Printemps.com : D'où vient ta passion pour la cuisine ?
Mory Sacko : Tout petit, j'envisageais plein de choses pour mon avenir, mais pas de devenir chef. Puis vers l'adolescence j'ai été attiré par l'univers des palaces, et la partie cuisine était celle qui me plaisait le plus. J'ai décidé de me lancer quand j'avais 13 ou 14 ans. J'ai alors découvert toute la créativité que l'on pouvait avoir en tant que chef et ça m'a tout de suite plu. Depuis, je ne me suis jamais arrêté et chaque jour, c'est un vrai kiff.
Tu as assisté de grand·e·s chef·fe·s et tu as travaillé dans des palaces avant de participer à Top Chef. Comment es-tu parvenu à répondre à leurs exigences, connues pour être très hautes ?

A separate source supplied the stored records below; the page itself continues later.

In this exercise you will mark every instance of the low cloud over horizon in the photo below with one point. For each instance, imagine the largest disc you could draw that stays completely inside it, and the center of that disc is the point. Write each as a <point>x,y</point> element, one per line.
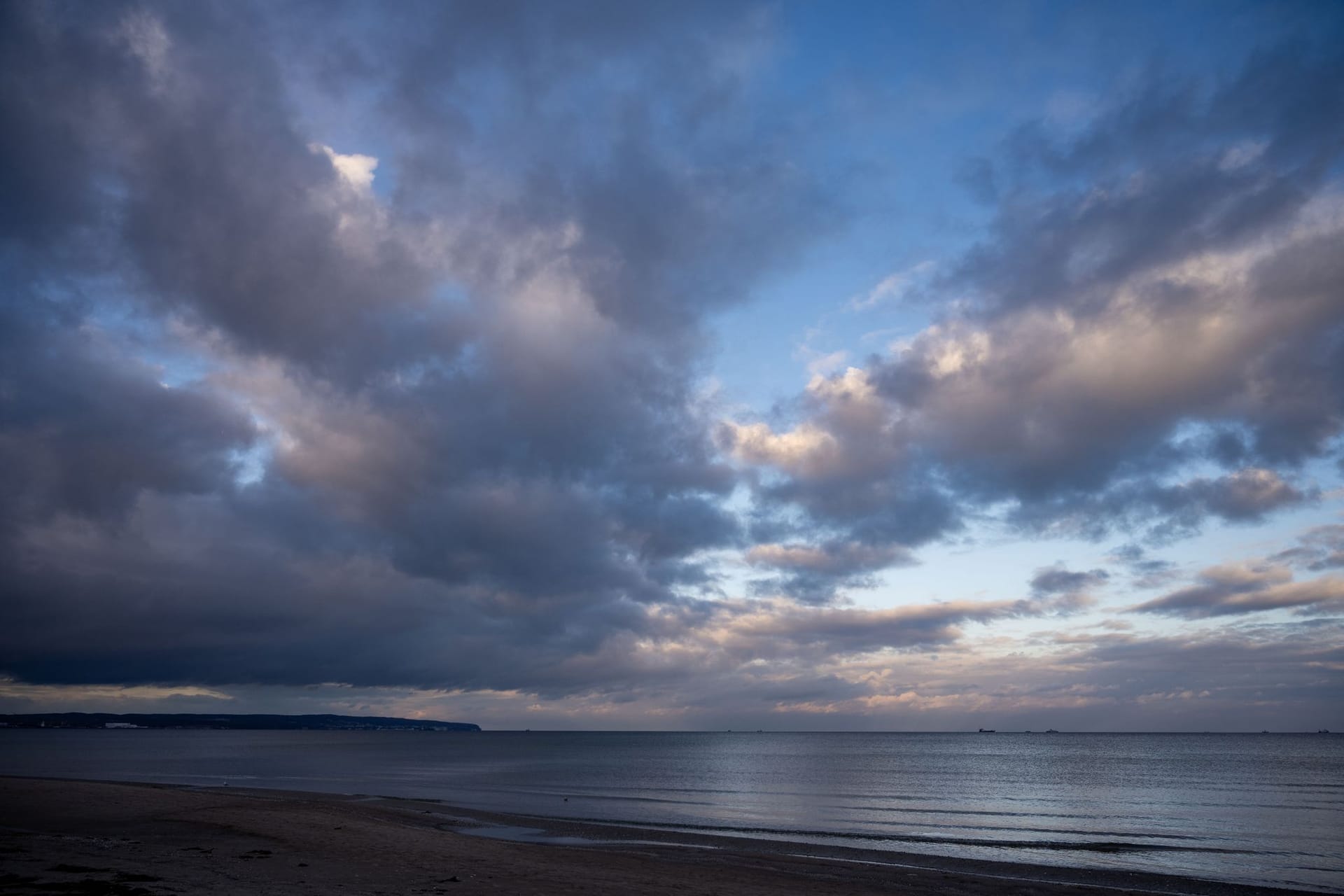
<point>673,365</point>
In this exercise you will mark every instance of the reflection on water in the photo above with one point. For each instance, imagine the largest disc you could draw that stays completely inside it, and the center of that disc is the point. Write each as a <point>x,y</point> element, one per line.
<point>1264,809</point>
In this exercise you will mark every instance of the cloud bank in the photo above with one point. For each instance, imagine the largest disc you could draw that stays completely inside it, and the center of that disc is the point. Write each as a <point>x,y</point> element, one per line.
<point>416,406</point>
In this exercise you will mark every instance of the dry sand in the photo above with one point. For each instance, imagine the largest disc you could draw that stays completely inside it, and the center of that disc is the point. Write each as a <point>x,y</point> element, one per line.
<point>141,840</point>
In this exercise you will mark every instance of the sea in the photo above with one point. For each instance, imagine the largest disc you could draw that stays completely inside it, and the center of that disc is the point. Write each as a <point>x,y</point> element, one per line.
<point>1254,809</point>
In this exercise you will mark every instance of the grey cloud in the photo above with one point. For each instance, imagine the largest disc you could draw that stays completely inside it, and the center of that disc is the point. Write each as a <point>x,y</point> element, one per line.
<point>1231,590</point>
<point>1068,589</point>
<point>483,460</point>
<point>1085,377</point>
<point>1149,573</point>
<point>1320,548</point>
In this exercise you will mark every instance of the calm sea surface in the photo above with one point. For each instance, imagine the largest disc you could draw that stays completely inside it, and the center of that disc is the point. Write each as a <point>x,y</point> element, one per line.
<point>1265,809</point>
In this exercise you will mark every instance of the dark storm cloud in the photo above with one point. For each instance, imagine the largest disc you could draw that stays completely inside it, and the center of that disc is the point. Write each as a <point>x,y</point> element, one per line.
<point>444,435</point>
<point>1160,293</point>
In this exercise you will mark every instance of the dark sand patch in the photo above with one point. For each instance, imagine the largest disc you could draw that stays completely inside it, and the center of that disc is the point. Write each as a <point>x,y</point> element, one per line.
<point>153,840</point>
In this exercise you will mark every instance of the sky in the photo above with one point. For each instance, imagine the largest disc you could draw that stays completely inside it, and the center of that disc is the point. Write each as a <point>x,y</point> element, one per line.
<point>675,365</point>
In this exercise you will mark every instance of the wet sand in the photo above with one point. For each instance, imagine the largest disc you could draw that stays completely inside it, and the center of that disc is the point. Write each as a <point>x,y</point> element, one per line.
<point>150,840</point>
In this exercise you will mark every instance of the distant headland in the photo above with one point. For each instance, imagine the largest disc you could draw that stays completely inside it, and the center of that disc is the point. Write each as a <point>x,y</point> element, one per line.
<point>226,722</point>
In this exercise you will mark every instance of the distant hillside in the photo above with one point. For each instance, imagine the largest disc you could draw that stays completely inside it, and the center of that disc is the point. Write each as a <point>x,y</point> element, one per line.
<point>226,722</point>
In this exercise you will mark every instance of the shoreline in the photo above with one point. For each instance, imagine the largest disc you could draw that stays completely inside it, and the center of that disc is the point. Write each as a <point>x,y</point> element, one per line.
<point>125,839</point>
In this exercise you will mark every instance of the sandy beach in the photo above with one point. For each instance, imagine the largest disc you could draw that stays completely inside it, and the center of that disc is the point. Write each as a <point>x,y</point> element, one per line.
<point>143,840</point>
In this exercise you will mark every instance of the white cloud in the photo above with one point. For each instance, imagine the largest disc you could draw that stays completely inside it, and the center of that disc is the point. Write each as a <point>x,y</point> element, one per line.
<point>354,168</point>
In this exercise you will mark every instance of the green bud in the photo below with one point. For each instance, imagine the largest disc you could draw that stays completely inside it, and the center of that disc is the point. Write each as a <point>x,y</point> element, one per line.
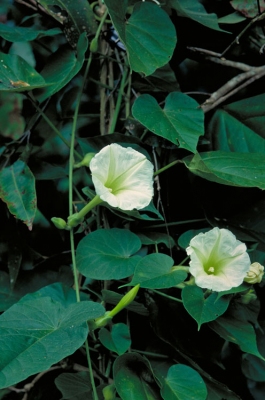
<point>99,322</point>
<point>86,161</point>
<point>109,392</point>
<point>94,45</point>
<point>248,297</point>
<point>125,301</point>
<point>59,223</point>
<point>74,220</point>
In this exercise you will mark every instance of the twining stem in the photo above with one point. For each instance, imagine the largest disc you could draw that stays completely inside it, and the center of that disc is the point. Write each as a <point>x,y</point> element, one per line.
<point>166,167</point>
<point>119,99</point>
<point>166,295</point>
<point>72,244</point>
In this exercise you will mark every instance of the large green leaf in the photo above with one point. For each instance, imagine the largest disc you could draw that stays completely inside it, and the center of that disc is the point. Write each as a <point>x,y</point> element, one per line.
<point>20,34</point>
<point>183,383</point>
<point>237,327</point>
<point>155,272</point>
<point>133,378</point>
<point>203,309</point>
<point>76,17</point>
<point>181,121</point>
<point>193,9</point>
<point>108,254</point>
<point>234,169</point>
<point>149,35</point>
<point>61,67</point>
<point>118,340</point>
<point>17,75</point>
<point>41,332</point>
<point>17,190</point>
<point>239,127</point>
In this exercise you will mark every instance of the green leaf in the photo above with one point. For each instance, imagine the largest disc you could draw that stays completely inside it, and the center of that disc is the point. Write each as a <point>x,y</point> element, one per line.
<point>17,190</point>
<point>43,331</point>
<point>181,121</point>
<point>108,254</point>
<point>248,8</point>
<point>237,327</point>
<point>239,127</point>
<point>193,9</point>
<point>183,383</point>
<point>74,386</point>
<point>76,17</point>
<point>117,340</point>
<point>234,169</point>
<point>252,367</point>
<point>20,34</point>
<point>154,238</point>
<point>149,35</point>
<point>12,123</point>
<point>185,238</point>
<point>233,18</point>
<point>17,75</point>
<point>134,379</point>
<point>61,67</point>
<point>203,309</point>
<point>154,271</point>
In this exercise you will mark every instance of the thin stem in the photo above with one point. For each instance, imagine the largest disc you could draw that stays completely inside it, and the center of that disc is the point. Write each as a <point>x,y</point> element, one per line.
<point>166,167</point>
<point>119,99</point>
<point>166,295</point>
<point>94,389</point>
<point>71,168</point>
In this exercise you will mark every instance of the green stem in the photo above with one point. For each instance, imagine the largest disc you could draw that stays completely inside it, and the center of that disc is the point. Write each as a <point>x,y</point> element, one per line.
<point>166,167</point>
<point>71,168</point>
<point>94,389</point>
<point>78,217</point>
<point>166,295</point>
<point>119,99</point>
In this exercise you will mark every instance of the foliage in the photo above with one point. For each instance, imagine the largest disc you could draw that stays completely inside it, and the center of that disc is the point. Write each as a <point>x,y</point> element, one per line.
<point>99,302</point>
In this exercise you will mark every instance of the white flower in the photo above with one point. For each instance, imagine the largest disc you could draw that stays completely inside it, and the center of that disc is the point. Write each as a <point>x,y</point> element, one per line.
<point>255,273</point>
<point>218,260</point>
<point>122,177</point>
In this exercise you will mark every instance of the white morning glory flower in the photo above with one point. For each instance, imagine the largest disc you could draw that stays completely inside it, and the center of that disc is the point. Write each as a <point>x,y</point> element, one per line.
<point>122,177</point>
<point>218,260</point>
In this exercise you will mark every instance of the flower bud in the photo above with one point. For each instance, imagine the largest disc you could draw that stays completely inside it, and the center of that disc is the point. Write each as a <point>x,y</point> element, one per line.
<point>248,297</point>
<point>125,301</point>
<point>255,273</point>
<point>74,220</point>
<point>59,223</point>
<point>94,45</point>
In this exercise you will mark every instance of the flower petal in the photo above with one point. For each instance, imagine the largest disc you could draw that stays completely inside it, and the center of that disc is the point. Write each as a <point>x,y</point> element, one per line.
<point>122,177</point>
<point>218,260</point>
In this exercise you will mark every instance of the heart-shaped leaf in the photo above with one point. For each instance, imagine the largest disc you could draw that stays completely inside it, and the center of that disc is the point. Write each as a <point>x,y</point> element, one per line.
<point>43,331</point>
<point>149,35</point>
<point>117,340</point>
<point>108,254</point>
<point>17,190</point>
<point>181,121</point>
<point>183,383</point>
<point>155,272</point>
<point>234,169</point>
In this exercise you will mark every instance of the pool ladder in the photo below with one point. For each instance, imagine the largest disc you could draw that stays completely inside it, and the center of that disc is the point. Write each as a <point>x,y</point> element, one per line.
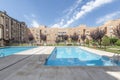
<point>2,54</point>
<point>115,58</point>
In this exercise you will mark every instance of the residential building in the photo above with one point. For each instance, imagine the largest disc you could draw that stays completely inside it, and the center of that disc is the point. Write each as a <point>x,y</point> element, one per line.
<point>12,30</point>
<point>53,33</point>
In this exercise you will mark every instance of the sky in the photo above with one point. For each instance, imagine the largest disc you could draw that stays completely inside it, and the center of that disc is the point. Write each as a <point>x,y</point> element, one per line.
<point>62,13</point>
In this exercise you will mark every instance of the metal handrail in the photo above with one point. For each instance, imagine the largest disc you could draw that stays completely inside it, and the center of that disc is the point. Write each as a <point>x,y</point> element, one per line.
<point>2,53</point>
<point>116,58</point>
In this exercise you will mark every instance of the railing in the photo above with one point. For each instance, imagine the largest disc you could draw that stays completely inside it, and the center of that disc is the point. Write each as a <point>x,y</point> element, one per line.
<point>116,58</point>
<point>2,53</point>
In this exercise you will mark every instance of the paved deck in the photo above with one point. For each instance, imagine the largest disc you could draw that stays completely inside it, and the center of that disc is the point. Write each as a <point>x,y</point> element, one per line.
<point>33,69</point>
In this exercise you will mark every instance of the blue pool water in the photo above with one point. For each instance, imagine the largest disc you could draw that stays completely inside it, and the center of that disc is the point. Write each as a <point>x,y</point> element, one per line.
<point>74,56</point>
<point>6,51</point>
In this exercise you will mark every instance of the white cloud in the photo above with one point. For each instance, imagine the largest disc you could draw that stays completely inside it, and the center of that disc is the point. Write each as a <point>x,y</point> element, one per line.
<point>35,23</point>
<point>32,21</point>
<point>68,12</point>
<point>108,17</point>
<point>88,7</point>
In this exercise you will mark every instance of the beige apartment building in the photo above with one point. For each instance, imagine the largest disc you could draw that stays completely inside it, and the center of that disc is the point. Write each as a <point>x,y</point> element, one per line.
<point>12,30</point>
<point>53,33</point>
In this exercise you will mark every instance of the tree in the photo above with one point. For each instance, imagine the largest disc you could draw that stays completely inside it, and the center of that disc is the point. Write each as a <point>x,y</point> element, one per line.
<point>118,42</point>
<point>31,38</point>
<point>87,41</point>
<point>83,37</point>
<point>65,37</point>
<point>113,40</point>
<point>75,37</point>
<point>97,35</point>
<point>116,31</point>
<point>105,41</point>
<point>43,37</point>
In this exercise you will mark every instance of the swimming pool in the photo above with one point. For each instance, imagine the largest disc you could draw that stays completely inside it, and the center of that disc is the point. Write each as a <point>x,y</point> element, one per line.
<point>6,51</point>
<point>75,56</point>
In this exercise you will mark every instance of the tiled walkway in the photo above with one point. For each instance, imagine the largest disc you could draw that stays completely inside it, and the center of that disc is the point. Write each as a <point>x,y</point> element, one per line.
<point>34,69</point>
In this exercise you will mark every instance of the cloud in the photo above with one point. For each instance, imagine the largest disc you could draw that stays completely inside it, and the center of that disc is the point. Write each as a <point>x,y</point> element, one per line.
<point>32,20</point>
<point>85,9</point>
<point>35,23</point>
<point>108,17</point>
<point>68,12</point>
<point>88,7</point>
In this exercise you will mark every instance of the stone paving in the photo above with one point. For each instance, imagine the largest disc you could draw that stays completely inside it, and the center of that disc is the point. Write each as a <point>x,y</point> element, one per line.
<point>35,69</point>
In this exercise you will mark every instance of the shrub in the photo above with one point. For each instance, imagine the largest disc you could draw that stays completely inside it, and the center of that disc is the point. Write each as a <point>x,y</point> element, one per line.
<point>118,43</point>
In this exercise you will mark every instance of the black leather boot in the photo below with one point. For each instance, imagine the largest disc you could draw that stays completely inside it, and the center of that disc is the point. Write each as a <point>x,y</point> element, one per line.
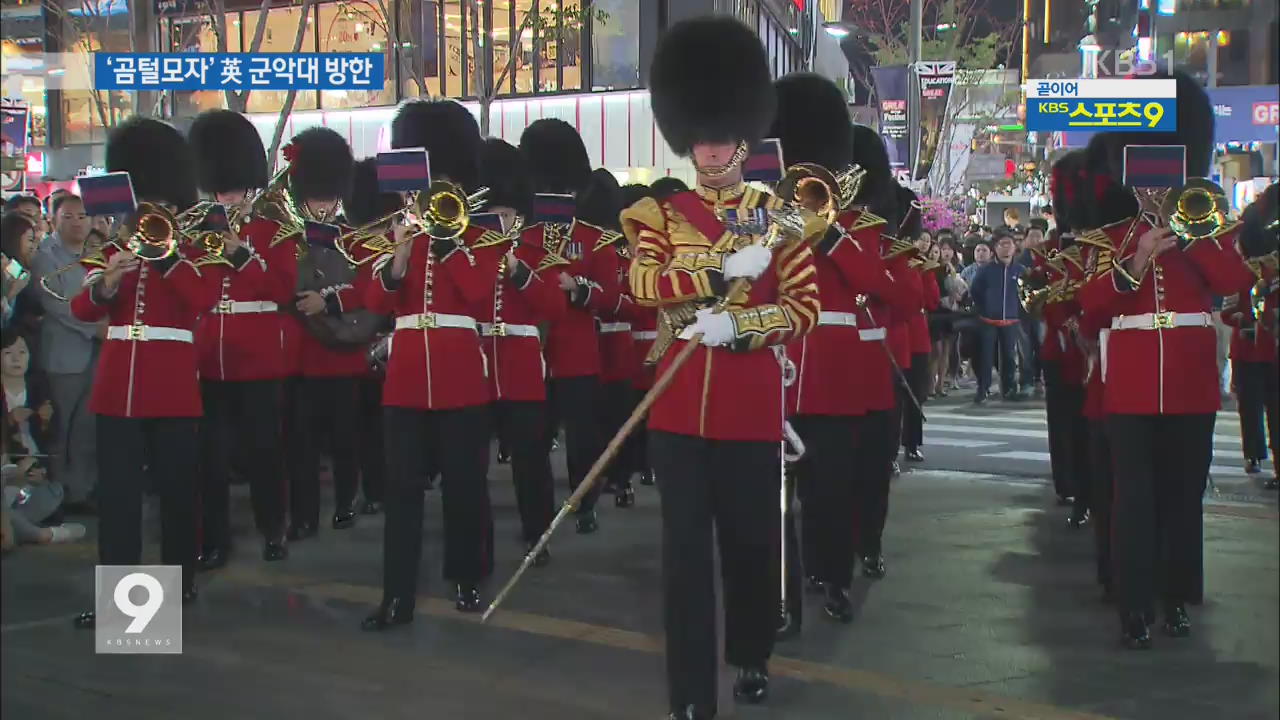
<point>393,611</point>
<point>752,684</point>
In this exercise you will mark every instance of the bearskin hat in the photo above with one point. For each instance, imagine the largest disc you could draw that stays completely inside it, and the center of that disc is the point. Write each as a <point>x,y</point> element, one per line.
<point>229,153</point>
<point>736,104</point>
<point>813,122</point>
<point>448,132</point>
<point>158,160</point>
<point>1194,130</point>
<point>600,201</point>
<point>556,155</point>
<point>504,172</point>
<point>364,201</point>
<point>320,164</point>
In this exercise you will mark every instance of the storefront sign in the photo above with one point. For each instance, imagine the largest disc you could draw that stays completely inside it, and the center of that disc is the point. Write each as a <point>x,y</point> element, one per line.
<point>891,89</point>
<point>238,71</point>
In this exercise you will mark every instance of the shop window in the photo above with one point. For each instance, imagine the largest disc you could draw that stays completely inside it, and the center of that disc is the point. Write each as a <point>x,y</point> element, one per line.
<point>357,27</point>
<point>616,45</point>
<point>282,26</point>
<point>420,48</point>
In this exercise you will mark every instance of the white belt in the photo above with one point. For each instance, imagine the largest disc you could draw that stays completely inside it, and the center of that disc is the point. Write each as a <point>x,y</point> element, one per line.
<point>232,308</point>
<point>504,329</point>
<point>827,318</point>
<point>1161,320</point>
<point>432,320</point>
<point>142,333</point>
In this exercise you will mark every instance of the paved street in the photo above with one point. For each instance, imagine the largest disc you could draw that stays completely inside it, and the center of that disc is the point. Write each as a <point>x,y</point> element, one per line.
<point>988,610</point>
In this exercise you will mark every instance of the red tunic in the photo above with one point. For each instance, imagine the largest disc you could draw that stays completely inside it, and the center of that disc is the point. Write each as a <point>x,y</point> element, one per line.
<point>1161,369</point>
<point>152,377</point>
<point>517,370</point>
<point>721,393</point>
<point>438,368</point>
<point>241,337</point>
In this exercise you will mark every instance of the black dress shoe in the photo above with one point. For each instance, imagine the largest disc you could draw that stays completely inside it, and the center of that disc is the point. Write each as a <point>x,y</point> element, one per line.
<point>466,598</point>
<point>625,496</point>
<point>586,523</point>
<point>752,684</point>
<point>837,606</point>
<point>274,550</point>
<point>1178,624</point>
<point>343,519</point>
<point>1078,519</point>
<point>301,531</point>
<point>214,557</point>
<point>391,613</point>
<point>1134,633</point>
<point>873,566</point>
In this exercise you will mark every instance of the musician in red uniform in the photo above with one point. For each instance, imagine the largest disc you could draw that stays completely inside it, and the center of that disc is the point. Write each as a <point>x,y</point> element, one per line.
<point>716,432</point>
<point>1160,374</point>
<point>558,164</point>
<point>437,386</point>
<point>526,294</point>
<point>240,347</point>
<point>146,392</point>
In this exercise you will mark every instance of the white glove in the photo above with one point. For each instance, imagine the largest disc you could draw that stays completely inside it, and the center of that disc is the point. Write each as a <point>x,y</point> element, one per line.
<point>748,263</point>
<point>716,328</point>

C'est un univers difficile, avec un système et un mode d'organisation particuliers, qu'il faut savoir appréhender. Il faut apprendre comment fonctionne un hôtel, un restaurant, une brigade et même une hiérarchie. On progresse au fil du temps mais il faut vraiment être passionné. Sans passion, c'est très difficile car tout le monde est vraiment talentueux et ambitieux. Il ne faut donc jamais se relâcher et toujours être à son maximum.
Look de droite : T-shirt logo en coton noir Burberry , Paletot en sergé de nylon check rouge Burberry .
Tu as remporté ta première étoile Michelin en janvier dernier. Qu'as-tu ressenti à l'annonce de cette distinction ?
C'était une grande surprise. J'ai reçu un appel du guide Michelin, qui souhaitait me remettre mon trophée de « jeune chef ». On m'a proposé de venir le chercher à la Tour Eiffel, j'étais hyper content. Puis sur le plateau, j'ai appris en direct que ce trophée était accompagné d'une première étoile. C'était une grande fierté ! Mes parents étaient très heureux pour moi. Ils m'ont toujours poussé à faire ce que j'aime et à donner le meilleur de moi-même.
« En un mois et demi de Top Chef, j'ai gagné cinq ans d'expérience. »
Qu'est-ce que l'émission « Top Chef » t'a apporté ?
Ça a été un vrai accélérateur de carrière, tant du point de vue business que médiatique. Cela m'a aussi permis de grandir plus vite. On n'a jamais l'occasion de faire goûter ses plats à quinze grands chefs en deux mois. À chaque dégustation, je comprenais qu'il fallait réussir à simplifier les plats, alors que quand on est un jeune cuisinier, on a tendance à vouloir en faire trop. En un mois et demi, j'ai gagné cinq ans d'expérience.
Tu semblais toujours très à l'aise et spontané devant les caméras...
Pour entrer dans « Top Chef », on nous caste sur trois critères majeurs : la créativité, le talent culinaire et la personnalité. Au fil des tournages, je me suis rapidement habitué aux caméras et cela s'est ressenti à l'écran. Aujourd'hui, je présente une émission culinaire sur France 3 [Cuisine ouverte, NDLR], mais c'est un autre exercice. Je dois encore apprendre.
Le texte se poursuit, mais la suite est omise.